This review may contain spoilers.
CasinoHille’s review published on Letterboxd:
As far as time loop films go, this is one of the better ones. Ultimately, these concept films stand or fall on how well they manage to package the many repetitions of such a loop in a varied way. Director Duncan Jones shows in the first act that he has learnt from his genre predecessors. Once the basic eight-minute loop on board a train has been established and the audience has understood the premise, each new repetition is used very attractively and skilfully to emphasise individual details. The variation of familiar scenes, very strongly played by Jake Gyllenhaal and especially Michelle Monaghan, is snappy and even invites you to in the puzzling: Which detail, which person, which object could become more important in the next round?

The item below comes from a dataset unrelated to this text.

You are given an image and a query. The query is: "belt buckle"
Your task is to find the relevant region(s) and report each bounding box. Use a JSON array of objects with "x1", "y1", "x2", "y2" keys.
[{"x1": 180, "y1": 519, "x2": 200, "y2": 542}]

The little nods to the TV series Quantum Leap are very funny and a nice touch, even Scott Bakula has a small, almost invisible guest appearance. Source Code clearly follows the cerebral sci-fi cinema of its time and attempts to mix a conceptually ingenious vision of the future with sentimental character drama in a similar way to films such as Surrogates or Inception. Most of the time, this works very well, only in the last ten minutes does Jones oversteer into kitschy territory and tries to force a happy ending that breaks the previously established narrative rules - for which he drifts off into quantum physics and hocus-pocus dimensional portals.
It's too much wibbly wobbly timey wimey ... stuff at the end, but until then, Source Code is an enjoyable and fast-paced thriller.